Squidbleed, discovered with the aid of Claude Mythos Preview, has been described as a Heartbleed-style vulnerability. The post Decades-Old Squid Proxy Flaw ‘Squidbleed’ Can Expose User Data appeared first on SecurityWeek .

Why It Matters

According to SecurityWeek, Squidbleed (CVE-2026-47729) is a decades-old heap over-read vulnerability in Squid’s FTP parser that can leak prior users’ cleartext HTTP request data, including authentication credentials, session tokens, and API keys, to any attacker already allowed to use the same proxy.[1][3][8] The flaw affects long-standing Squid deployments and is likened to Heartbleed because it enables memory disclosure from a widely used infrastructure component rather than direct code execution.[1][3] From a CyberSE.AI perspective, this represents a critical data leakage risk in the AI supply chain: organizations may have Squid embedded in appliances or in front of AI services and APIs, so unpatched proxies can silently expose model API keys, user tokens, and sensitive request payloads transiting to AI systems. Practically, security teams should inventory where Squid is used (including embedded products), rapidly apply or verify patches, disable FTP support where possible, and include Squid and similar proxy components in SBOM-driven AI supply chain risk management and continuous monitoring.

Healthcare Fintech SaaS SMB AI startups

CyberSE Analysis

This signal maps to data leakage.
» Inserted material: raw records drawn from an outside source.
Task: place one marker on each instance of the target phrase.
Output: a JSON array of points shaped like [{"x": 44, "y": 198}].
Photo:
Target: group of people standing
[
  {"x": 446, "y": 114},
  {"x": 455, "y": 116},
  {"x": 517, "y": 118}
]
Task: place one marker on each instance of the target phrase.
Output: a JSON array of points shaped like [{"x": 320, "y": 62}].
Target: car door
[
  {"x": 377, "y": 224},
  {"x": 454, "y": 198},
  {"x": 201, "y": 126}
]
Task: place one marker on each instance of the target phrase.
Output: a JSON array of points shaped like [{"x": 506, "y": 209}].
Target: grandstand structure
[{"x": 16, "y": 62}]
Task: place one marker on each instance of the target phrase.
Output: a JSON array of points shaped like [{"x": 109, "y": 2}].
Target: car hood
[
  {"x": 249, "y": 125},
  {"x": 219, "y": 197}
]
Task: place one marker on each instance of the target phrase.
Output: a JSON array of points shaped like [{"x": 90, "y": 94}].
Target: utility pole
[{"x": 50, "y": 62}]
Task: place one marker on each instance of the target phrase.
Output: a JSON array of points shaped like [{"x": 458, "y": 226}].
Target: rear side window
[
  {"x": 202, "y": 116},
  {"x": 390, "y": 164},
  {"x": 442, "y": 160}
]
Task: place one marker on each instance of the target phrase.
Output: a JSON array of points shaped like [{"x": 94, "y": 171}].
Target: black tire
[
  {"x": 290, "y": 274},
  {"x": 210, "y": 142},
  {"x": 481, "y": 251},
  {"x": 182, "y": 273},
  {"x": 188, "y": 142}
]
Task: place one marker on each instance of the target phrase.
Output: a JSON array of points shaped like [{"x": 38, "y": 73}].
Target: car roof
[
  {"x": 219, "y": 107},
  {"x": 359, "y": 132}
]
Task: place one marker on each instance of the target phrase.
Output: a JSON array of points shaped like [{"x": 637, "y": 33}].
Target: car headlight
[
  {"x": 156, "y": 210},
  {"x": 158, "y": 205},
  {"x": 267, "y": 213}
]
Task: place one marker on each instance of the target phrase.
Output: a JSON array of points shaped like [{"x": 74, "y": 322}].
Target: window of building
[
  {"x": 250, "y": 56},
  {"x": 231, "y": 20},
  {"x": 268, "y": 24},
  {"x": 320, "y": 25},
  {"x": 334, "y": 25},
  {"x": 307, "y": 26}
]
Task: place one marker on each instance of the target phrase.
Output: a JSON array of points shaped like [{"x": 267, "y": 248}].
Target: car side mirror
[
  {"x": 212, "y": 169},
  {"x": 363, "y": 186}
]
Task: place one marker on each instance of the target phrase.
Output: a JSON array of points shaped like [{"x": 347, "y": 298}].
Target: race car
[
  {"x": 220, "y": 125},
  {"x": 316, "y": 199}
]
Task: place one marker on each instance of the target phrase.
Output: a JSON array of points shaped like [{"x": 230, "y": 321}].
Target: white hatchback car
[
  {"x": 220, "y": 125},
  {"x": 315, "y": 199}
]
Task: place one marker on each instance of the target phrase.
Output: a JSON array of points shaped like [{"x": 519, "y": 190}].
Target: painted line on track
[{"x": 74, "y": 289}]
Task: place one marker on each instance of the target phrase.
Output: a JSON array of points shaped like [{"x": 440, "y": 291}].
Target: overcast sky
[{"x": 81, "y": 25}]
Organizations using AI agents, LLM APIs, SaaS integrations, or sensitive data workflows should review whether this class of issue could create unauthorized tool execution, data leakage, weak approval gates, or unmanaged supply-chain exposure.

Recommended Actions

  • Restrict AI agent tool permissions and production write paths.
  • Review sensitive data access across prompts, logs, embeddings, memory, and SaaS integrations.
  • Add human approval workflows for high-impact or state-changing actions.
  • Run prompt injection and indirect prompt injection tests against affected workflows.
  • Document the owner, control gap, and remediation deadline for this risk class.